Predicting Dengue Fever Outbreaks with Machine Learning
CAMBRIDGE, MA—Dengue infection is the most prevalent mosquito-borne viral disease throughout the world—and there is no available treatment. Each year an estimated 500,000 people are hospitalized with severe dengue, also known as dengue hemorrhagic fever, and about 2.5 percent, or 12,000, die. And the problem is only growing worse. Over the past 50 years, dengue cases have increased thirtyfold, and currently half of the world’s population, some 3.9 billion people, are at risk.

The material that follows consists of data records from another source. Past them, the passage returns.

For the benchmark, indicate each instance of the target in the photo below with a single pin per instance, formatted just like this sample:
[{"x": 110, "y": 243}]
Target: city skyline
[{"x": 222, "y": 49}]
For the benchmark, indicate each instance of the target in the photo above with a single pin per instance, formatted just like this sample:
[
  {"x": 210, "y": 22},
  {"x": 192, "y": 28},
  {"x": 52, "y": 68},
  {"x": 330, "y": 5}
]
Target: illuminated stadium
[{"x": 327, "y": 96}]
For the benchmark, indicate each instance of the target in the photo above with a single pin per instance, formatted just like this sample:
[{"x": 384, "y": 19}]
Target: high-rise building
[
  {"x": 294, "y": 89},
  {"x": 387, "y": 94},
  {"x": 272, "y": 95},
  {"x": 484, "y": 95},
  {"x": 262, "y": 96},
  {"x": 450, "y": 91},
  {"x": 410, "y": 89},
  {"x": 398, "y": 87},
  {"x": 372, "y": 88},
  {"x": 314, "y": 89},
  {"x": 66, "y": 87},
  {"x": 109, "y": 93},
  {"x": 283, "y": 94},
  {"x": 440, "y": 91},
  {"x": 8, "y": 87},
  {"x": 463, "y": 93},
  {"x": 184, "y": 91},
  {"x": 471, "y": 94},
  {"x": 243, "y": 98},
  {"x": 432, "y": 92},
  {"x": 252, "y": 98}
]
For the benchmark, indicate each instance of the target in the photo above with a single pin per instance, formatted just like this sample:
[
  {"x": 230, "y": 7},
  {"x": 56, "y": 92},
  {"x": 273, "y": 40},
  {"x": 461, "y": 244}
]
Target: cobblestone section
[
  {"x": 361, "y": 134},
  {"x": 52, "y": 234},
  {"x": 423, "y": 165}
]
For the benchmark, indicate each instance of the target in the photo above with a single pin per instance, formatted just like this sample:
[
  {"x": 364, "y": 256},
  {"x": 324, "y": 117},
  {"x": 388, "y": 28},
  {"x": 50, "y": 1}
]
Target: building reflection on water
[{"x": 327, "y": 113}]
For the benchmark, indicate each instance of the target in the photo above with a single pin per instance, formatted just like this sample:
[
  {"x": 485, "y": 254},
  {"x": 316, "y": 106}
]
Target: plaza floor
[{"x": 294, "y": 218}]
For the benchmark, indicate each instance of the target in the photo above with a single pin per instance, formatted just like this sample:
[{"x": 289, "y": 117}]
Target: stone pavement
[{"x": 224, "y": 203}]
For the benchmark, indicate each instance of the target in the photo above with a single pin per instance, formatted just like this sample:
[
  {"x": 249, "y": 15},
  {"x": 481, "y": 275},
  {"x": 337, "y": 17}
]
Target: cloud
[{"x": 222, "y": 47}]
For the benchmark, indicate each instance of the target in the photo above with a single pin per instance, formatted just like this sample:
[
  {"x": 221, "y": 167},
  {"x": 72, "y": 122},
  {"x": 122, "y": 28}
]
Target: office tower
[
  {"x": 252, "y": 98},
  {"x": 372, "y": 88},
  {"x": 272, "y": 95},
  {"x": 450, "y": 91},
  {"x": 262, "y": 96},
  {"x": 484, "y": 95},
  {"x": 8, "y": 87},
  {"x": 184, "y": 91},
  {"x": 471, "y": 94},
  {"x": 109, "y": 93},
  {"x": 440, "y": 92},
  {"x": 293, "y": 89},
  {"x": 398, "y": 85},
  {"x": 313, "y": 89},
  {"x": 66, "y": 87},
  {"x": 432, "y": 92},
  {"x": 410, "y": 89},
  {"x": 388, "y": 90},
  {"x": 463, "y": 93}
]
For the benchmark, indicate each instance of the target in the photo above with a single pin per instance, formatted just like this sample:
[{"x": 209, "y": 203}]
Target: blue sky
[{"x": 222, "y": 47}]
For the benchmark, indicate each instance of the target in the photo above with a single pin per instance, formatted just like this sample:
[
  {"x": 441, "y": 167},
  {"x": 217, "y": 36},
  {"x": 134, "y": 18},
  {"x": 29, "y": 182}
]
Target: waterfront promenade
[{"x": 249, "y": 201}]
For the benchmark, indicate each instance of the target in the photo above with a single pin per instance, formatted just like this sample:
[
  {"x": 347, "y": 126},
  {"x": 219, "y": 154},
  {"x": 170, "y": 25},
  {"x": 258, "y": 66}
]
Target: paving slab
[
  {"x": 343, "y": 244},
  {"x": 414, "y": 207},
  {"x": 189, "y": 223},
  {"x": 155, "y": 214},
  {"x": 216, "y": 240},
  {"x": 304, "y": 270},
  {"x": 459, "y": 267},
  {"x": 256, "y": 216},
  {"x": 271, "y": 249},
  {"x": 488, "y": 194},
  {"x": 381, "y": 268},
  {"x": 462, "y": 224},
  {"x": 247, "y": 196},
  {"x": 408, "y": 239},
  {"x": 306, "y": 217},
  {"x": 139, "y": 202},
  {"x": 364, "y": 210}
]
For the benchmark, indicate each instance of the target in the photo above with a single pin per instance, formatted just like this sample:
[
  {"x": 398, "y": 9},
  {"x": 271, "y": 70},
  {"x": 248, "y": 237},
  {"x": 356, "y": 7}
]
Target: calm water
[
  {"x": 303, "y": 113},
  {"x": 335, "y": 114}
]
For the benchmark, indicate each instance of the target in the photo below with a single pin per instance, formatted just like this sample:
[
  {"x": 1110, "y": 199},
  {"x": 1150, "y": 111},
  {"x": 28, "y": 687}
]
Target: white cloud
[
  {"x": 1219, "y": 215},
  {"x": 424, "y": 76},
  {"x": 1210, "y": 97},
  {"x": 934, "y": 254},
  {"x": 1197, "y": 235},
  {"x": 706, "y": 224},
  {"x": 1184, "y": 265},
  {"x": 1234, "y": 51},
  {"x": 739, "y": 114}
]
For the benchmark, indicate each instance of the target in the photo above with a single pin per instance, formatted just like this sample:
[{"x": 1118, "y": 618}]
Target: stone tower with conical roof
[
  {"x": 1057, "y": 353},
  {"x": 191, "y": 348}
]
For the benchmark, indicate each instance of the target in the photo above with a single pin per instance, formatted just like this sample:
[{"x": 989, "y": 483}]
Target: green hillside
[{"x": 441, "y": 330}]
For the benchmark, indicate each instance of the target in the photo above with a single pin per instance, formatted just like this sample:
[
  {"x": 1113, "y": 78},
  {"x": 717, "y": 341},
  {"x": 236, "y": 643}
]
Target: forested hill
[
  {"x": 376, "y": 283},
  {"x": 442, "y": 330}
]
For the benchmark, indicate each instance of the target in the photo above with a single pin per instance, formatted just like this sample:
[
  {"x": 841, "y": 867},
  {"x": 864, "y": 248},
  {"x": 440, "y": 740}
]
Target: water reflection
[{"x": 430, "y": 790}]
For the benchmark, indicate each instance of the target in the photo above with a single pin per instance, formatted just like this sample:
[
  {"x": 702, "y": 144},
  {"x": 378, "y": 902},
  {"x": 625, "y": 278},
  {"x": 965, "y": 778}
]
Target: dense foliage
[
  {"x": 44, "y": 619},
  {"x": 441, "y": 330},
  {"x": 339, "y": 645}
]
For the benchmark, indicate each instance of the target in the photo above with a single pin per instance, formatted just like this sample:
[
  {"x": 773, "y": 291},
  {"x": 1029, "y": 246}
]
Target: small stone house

Rainfall patterns drive dengue transmission as the Aedes mosquito—a main vector of the disease—needs standing water to reproduce. To better understand Aedes breeding patterns, Draper scientists, working in collaboration with Boston University and the Massachusetts Institute of Technology, developed the Predictive fLUshing Mosquito (PLUM) model. The PLUM model may help public health officials in areas at risk to predict and decrease outbreaks.
Previous models assumed that increased rainfall in warm climates leads to more breeding opportunities for mosquitoes, and subsequently a higher incidence of dengue fever. However, the PLUM model has found that too much rainfall can disrupt the Aedes reproductive cycle by flushing out aquatic larval stages from these breeding sites.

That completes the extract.